Improve balance and kinaesthetic awareness. Unilateral exercises require a strong knowledge of where your limbs are relative to your torso. So next time you trip and catch yourself before falling, congratulate yourself on your well-developed kinaesthetic sense! Asking the left and right sides of your body to simultaneously perform different tasks forces you to create and strengthen mind-to-muscle connections that you might not otherwise use.
Incorporate extra core training in your workout. Whenever we ask the right and left sides of our body to perform different movements, we turn on our deep core stabilizers: the muscles that help support the spine and protect it from being injured. For example, lifting a single, heavy weight up and over your head requires the obliques on the opposite side of your body to contract and engage in order to keep your torso upright.
Push through training plateaus. Sometimes we get stuck at a particular weight or progression of an exercise. No matter how hard we try to progress it, we can’t seem to increase the difficulty or the load. Unilateral exercises can help you push through plateaus by forcing the weaker side of the body to become stronger, as well as providing a slightly different stimulus to the body (akin to changing the angle of your chest press or the stride length of your lunge). Doing things a little differently is often the key to moving forwards.

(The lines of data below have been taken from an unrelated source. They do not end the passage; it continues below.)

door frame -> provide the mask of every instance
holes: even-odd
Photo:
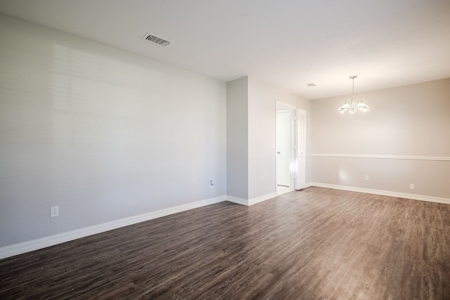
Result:
[[[281,108],[282,110],[289,110],[289,115],[290,115],[290,121],[289,121],[289,141],[290,141],[290,157],[289,157],[289,191],[292,191],[295,190],[295,174],[297,170],[297,151],[295,149],[296,145],[296,115],[297,115],[297,107],[290,104],[288,104],[281,101],[276,101],[276,110],[275,110],[275,145],[276,145],[276,117],[278,117],[278,108]],[[276,147],[275,147],[275,190],[278,195],[281,195],[282,193],[278,194],[278,178],[277,178],[277,171],[278,171],[278,163],[276,159]]]

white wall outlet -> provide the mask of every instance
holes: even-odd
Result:
[[[50,207],[50,217],[53,218],[58,216],[59,216],[59,207]]]

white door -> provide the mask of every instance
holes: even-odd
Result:
[[[297,110],[297,171],[295,174],[295,190],[306,188],[306,145],[307,145],[307,112]]]
[[[288,110],[276,114],[276,184],[290,185],[290,114]]]

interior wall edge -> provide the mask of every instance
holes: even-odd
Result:
[[[366,194],[380,195],[382,196],[394,197],[397,198],[411,199],[413,200],[427,201],[429,202],[442,203],[444,204],[450,204],[450,198],[444,198],[440,197],[428,196],[426,195],[409,194],[406,193],[393,192],[390,190],[374,190],[371,188],[357,188],[354,186],[339,185],[329,183],[322,183],[317,182],[311,182],[311,186],[317,186],[319,188],[333,188],[335,190],[347,190],[350,192],[364,193]]]
[[[77,229],[72,231],[58,233],[53,235],[44,237],[30,241],[25,241],[18,244],[13,244],[0,248],[0,259],[6,259],[15,255],[22,254],[32,251],[38,250],[48,247],[54,246],[63,242],[70,242],[89,235],[101,233],[106,231],[117,229],[121,227],[128,226],[146,221],[152,220],[157,218],[176,214],[190,209],[196,209],[207,205],[219,203],[226,201],[226,196],[222,195],[204,200],[196,201],[186,204],[179,205],[167,209],[150,211],[129,218],[115,220],[110,222],[103,223],[93,226]]]

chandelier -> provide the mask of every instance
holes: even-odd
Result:
[[[353,84],[352,87],[352,97],[342,102],[342,105],[338,110],[338,112],[353,113],[359,111],[367,112],[368,110],[371,110],[371,107],[366,104],[364,99],[359,97],[354,97],[354,79],[357,76],[356,75],[350,76],[349,78],[352,79]]]

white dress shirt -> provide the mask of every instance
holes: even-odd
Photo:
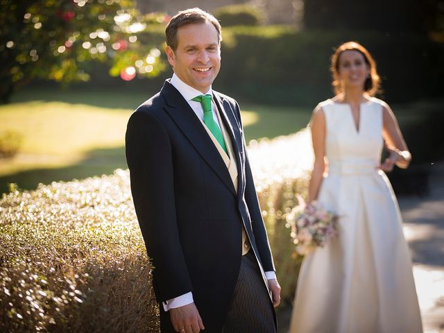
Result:
[[[192,99],[197,96],[200,96],[202,94],[210,94],[212,96],[212,90],[211,86],[208,91],[205,94],[202,94],[201,92],[190,87],[182,80],[180,80],[176,74],[173,74],[173,77],[170,80],[170,83],[173,85],[173,86],[178,90],[180,94],[185,99],[185,101],[189,104],[189,106],[193,109],[196,115],[203,121],[203,110],[202,109],[202,105],[200,102],[196,102],[195,101],[191,101]],[[216,105],[214,104],[214,101],[212,98],[212,109],[216,110]],[[219,123],[219,121],[218,119],[217,115],[216,112],[213,112],[213,119],[217,126],[221,128],[221,125]],[[269,272],[265,272],[265,275],[268,280],[275,279],[276,274],[273,271]],[[170,309],[175,309],[176,307],[183,307],[184,305],[187,305],[187,304],[191,304],[194,302],[193,299],[193,293],[191,291],[181,295],[178,297],[175,297],[174,298],[171,298],[171,300],[168,300],[166,302],[164,302],[162,305],[164,307],[164,309],[165,311],[169,311]]]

Unilateral training helps rehabilitation more than bilateral training. When you train one side of the body, the other side is also stimulated. This indirect stimulation of the non-working side of the body improves strength in the injured area. This is called cross-education of muscles, and is a “neural event”: The brain pathways used for the unilateral exercise stimulate the same muscles on the opposite side of the body. The key to applying cross-education is to recognize that it works for the same muscles on the opposite side of the body only. For example, doing a single-leg knee extension with the right leg stimulates the left quadriceps muscle, but not the left hamstrings.
Examples of low-impact, unilateral lower-body exercises include:
• Lunges: side, forward, backward.
• Single-leg or "pistol" squat
• Box step-up
Unilateral upper-body exercises include single-arm:
• shoulder presses or lateral raises
• rows or chest presses
• standing dumbbell rows
• triceps extensions and biceps curls
So now you know! Looking forward to doing more of this with you in classes soon.